New Fiduciary Rule Sent to OMB By Department of Labor
The Department of Labor sent a new version of a proposed fiduciary rule to the Office of Management and Budget late Sept. 8 for review.
Known officially as “Conflict of Interest in Investment Advice,” it would redefine fiduciary investment advice under the Employee Retirement Income Security Act (ERISA).
According to a post on the OMB’s website, “This rulemaking would amend the regulatory definition of the term fiduciary ...to more appropriately define when persons who render investment advice for a fee to employee benefit plans and IRAs are fiduciaries within the meaning of section 3(21) of ERISA and section 4975(e)(3) of the Internal Revenue Code."
American Retirement Association (ARA) CEO Brian Graff said the proposed rule is expected to be publicly released in October.

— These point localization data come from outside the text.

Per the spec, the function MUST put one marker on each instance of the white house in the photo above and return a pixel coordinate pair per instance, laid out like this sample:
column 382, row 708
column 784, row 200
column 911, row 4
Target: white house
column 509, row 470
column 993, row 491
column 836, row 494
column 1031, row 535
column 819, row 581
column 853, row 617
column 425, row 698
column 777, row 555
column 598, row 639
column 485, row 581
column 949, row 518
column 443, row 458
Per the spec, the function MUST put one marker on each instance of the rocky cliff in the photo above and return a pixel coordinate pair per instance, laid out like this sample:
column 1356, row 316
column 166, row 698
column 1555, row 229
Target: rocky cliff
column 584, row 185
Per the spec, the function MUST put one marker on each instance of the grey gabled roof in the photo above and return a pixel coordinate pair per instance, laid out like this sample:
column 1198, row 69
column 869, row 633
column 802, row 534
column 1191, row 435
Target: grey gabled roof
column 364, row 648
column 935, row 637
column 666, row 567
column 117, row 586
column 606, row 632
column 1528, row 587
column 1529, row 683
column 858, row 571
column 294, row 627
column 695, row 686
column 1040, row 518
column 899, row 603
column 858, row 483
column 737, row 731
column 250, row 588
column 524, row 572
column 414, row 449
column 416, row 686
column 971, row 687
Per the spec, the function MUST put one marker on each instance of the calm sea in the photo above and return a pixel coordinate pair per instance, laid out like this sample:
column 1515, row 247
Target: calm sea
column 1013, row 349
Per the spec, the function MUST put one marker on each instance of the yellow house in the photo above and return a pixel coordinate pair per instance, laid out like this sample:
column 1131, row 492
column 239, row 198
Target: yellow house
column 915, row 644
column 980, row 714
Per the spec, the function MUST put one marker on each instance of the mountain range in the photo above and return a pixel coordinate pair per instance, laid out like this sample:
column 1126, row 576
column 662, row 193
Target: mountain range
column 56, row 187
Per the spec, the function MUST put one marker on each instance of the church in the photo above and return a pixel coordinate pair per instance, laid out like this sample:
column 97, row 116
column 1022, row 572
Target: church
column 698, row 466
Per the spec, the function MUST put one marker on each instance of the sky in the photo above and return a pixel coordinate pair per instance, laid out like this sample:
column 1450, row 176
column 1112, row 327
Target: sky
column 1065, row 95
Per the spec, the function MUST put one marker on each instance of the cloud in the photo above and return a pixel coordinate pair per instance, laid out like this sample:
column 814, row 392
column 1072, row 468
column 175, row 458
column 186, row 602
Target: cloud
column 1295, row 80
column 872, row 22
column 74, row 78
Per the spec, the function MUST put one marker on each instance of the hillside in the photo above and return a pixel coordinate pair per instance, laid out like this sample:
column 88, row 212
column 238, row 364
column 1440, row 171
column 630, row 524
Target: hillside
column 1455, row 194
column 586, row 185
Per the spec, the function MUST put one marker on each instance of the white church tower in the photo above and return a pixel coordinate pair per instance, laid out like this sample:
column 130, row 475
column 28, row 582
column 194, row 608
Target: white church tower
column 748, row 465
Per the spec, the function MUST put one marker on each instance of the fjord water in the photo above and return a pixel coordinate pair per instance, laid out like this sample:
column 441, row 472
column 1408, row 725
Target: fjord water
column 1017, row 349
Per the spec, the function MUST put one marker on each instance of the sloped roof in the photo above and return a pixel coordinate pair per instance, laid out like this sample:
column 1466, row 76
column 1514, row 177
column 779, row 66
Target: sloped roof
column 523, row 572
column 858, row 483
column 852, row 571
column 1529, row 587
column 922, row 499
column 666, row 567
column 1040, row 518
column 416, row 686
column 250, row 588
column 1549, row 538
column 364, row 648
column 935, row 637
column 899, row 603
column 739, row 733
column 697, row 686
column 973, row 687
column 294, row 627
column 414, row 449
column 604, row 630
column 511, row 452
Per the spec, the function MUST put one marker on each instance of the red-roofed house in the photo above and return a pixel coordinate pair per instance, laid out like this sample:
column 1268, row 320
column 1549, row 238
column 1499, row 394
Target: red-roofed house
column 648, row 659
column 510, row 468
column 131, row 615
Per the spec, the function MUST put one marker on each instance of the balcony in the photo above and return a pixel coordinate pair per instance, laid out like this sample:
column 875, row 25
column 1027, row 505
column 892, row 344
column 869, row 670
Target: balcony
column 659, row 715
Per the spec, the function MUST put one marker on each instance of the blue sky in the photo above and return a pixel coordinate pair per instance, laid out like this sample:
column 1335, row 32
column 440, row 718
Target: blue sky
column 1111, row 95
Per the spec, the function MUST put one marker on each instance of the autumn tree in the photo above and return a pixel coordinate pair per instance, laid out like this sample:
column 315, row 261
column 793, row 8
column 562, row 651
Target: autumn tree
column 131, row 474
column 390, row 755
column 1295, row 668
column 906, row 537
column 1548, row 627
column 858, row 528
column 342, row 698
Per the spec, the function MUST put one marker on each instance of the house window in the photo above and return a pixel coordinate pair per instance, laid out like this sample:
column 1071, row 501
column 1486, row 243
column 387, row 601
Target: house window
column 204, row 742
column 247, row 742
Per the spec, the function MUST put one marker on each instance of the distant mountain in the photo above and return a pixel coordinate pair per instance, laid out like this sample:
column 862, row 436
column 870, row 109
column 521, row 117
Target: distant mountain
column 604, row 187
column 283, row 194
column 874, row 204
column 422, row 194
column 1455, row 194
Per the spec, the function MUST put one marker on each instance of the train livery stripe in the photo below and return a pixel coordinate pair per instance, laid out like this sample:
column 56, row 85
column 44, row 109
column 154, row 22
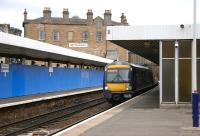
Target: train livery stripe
column 113, row 87
column 119, row 66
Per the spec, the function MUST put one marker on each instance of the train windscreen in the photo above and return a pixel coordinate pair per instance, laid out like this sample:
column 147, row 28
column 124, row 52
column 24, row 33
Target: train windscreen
column 118, row 75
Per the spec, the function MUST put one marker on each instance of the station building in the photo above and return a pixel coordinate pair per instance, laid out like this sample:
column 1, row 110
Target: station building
column 168, row 46
column 85, row 35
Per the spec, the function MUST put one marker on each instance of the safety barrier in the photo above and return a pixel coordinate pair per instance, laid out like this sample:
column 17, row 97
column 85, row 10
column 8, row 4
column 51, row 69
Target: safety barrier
column 20, row 80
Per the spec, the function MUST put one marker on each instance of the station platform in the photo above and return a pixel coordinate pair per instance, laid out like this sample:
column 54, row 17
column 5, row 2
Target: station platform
column 140, row 116
column 45, row 96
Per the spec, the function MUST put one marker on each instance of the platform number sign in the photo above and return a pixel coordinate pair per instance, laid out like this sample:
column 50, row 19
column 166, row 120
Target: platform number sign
column 50, row 70
column 5, row 68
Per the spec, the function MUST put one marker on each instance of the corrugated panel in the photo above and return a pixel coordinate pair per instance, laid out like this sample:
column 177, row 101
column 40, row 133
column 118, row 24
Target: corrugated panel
column 151, row 32
column 25, row 80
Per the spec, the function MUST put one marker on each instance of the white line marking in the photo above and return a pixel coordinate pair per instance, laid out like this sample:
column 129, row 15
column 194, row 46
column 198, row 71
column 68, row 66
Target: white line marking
column 102, row 113
column 47, row 98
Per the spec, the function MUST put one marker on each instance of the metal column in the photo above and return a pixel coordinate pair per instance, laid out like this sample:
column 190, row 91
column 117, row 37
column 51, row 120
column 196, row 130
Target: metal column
column 160, row 70
column 176, row 71
column 195, row 94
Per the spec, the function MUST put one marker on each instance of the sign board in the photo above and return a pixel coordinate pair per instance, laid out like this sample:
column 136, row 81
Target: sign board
column 81, row 45
column 51, row 69
column 5, row 68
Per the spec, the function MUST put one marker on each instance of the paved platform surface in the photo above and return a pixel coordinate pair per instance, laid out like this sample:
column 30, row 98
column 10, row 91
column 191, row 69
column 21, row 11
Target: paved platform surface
column 138, row 117
column 45, row 96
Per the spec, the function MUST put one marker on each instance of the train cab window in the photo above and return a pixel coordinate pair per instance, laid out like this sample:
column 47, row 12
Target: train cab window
column 118, row 75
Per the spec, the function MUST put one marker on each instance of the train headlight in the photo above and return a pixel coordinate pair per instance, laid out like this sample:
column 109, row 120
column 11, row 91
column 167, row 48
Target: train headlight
column 129, row 88
column 106, row 88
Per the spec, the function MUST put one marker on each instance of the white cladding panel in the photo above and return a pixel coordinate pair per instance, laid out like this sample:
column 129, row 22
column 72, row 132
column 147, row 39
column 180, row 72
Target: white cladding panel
column 153, row 32
column 12, row 40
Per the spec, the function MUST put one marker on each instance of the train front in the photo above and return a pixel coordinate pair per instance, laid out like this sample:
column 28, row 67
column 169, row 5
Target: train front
column 118, row 82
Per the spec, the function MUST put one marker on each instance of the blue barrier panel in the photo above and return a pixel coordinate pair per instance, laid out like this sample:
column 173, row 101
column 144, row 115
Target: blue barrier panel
column 25, row 80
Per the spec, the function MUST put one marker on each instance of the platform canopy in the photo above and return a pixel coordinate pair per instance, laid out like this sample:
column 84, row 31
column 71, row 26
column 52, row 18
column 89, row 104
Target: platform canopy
column 15, row 46
column 144, row 40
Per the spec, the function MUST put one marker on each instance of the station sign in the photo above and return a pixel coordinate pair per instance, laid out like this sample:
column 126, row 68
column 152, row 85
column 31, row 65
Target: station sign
column 5, row 68
column 78, row 45
column 50, row 69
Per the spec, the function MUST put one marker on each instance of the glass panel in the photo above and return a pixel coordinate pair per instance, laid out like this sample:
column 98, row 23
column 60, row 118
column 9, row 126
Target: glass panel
column 185, row 80
column 168, row 49
column 168, row 80
column 185, row 49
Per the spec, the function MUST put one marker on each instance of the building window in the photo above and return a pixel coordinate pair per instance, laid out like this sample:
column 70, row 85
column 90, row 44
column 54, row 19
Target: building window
column 99, row 37
column 99, row 24
column 70, row 36
column 112, row 54
column 41, row 35
column 85, row 36
column 56, row 36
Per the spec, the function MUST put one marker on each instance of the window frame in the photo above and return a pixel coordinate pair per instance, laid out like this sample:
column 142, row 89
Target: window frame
column 99, row 38
column 72, row 36
column 41, row 35
column 85, row 37
column 56, row 36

It would consider advisor practices, plan sponsor and participant expectations, and IRA owners who receive investment advice. It would also consider “developments in the investment marketplace,” including compensation structures that could expose advisors to conflicts of interest.
Additionally, the Employee Benefits Security Administration (EBSA) will evaluate available prohibited transaction class exemptions and propose amendments or new exemptions.
"This will be the fourth major attempt by the DOL since 2010 to revamp the 1975 rule," Thomas Clark, JD, LLM, Partner and Chief Operating Officer with the Wagner Law Group, said. "There’s no question the DOL has the authority to regulate in this area. The issue is what are the outer bounds of that authority. We expect the DOL will have carefully crafted this proposed regulation, taking into account the last 13 years of trying, the myriad court decisions, and the rule-making that has been done by the SEC."
Friday’s news comes after months of speculation regarding if and when the DOL would propose a revised rule. Just last week, two top Republican lawmakers serving on the House and Senate committees with jurisdiction over ERISA called on the Department of Labor (DOL) to halt any further changes to the definition of fiduciary.
The Aug. 31 letter from Rep. Virginia Foxx (R-NC), who is chair of the House Education and the Workforce Committee, and Sen. Bill Cassidy, M.D. (R-LA), who is the ranking member of the Senate Health, Education, Labor and Pensions (HELP) Committee, urged Acting Labor Secretary Julie Su to cease any further action to amend the definition of an investment advice fiduciary.
“We write to oppose the Department of Labor’s continuing efforts to promulgate a rule on ‘Conflict of Interest in Investment Advice’ to revise the definition of fiduciary under section 3(21) of the Employee Retirement Income Security Act of 1974 (ERISA),” the lawmakers said.